Pianist Ivan Moshchuk in Smedes Parlor: Promising Present Meets Genteel Past

Smedes Parlor Concert Series (Saint Mary's School)


Event  Information

Raleigh -- ( Tue., Apr. 10, 2012 )

Smedes-Emory Parlor, Saint Mary's School: Ivan Moshchuk, piano
Free, donations. -- Smedes-Emory Parlor at Saint Mary's School , 919/424-4045 , http://www.sms.edu/arts/smedes_parlor_concert_series/index.aspx -- 8:00 PM

April 10, 2012 - Raleigh, NC:


Pianist Ivan Moshchuk is twenty-one years old, and one reviewer has already assigned him "…the highest marks for accuracy, musicality, command, technique and sensitivity." He brought a mix of these qualities to Saint Mary's School to close out the 2011-12 season of that school's exceptional Smedes Parlor Concert Series. For this presentation he chose works from three mutually contemporary Russian composers, two quite well known and one scarcely at all.

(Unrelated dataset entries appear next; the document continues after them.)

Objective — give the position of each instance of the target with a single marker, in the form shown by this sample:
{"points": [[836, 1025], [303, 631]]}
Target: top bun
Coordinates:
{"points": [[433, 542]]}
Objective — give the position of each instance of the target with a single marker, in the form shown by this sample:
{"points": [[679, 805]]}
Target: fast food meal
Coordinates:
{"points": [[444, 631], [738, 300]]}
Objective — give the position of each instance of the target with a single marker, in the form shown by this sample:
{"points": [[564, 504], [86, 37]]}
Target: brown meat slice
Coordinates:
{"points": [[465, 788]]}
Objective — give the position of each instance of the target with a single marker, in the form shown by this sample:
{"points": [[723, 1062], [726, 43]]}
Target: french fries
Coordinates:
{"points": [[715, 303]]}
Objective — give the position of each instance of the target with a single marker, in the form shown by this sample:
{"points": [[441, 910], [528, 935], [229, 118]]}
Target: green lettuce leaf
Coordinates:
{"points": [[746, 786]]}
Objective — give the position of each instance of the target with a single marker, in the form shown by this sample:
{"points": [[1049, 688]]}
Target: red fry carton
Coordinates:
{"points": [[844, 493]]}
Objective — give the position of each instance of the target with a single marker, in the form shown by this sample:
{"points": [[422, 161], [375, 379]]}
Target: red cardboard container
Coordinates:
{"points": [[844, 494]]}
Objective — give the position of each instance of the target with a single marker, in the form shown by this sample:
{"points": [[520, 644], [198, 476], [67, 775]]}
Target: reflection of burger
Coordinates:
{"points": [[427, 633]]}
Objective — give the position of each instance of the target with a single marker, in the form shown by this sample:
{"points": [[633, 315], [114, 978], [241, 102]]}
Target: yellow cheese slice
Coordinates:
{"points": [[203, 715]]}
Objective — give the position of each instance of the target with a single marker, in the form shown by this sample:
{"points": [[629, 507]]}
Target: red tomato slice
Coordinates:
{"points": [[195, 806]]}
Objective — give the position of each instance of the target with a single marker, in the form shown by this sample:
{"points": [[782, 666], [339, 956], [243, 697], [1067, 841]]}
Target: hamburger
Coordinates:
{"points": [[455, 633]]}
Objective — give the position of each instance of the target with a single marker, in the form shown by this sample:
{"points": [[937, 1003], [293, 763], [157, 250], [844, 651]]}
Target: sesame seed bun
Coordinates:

The honored guest opened with the obscure member of this Russian trio, Nicholas Medtner (1880-1951), pianist, composer and professor, who was a champion of romanticism as opposed to modern innovations. His "Fairy Tale" consisted of a blend of dainty melodies and bravura passages. More substantial was the Sonata "Reminiscenza," described by Moshchuk as "profoundly nostalgic," alternately pensive and vehement.

Next he called upon Scriabin (1872-1915) and his two-movement Sonata No. 2 in G-sharp minor. In the Andante, the pianist was at his most effective as he coaxed seemingly reluctant sonorities from those celebrated measures. A superb technician (in the good sense of that word), he was clearly up to the challenging demands of the huge Presto.

Rachmaninoff (1873-1943) was the lone composer after intermission. From the Opus 23 Preludes, he chose the somber No. 3 in D minor and the more cheerful and song-like No. 4 in D major. The pianist brought verve and a mastery to these pieces, properly justifying one writer's assertion that the Preludes "...contain many strokes of genius, elegant and eloquent pages created by a consummate master of the piano idiom."

In the great Sonata No. 2 in B-flat minor, he was able to beat the well-named Allegro agitato into submission. In the slow movement, marked simply Non allegro, he was again at his most contemplative in drawing out the recurring themes. The Allegro molto came across with the same agitation and ferocity as the beginning of the work.

So here is a young artist with matinee good looks and admirable stage presence. He has won more than his fair share of prestigious awards. He is currently privileged to study piano performance with Leon Fleisher (who studied with Schnabel!). What's to prevent him from eventually assuming his place in the front row with this world's great pianists?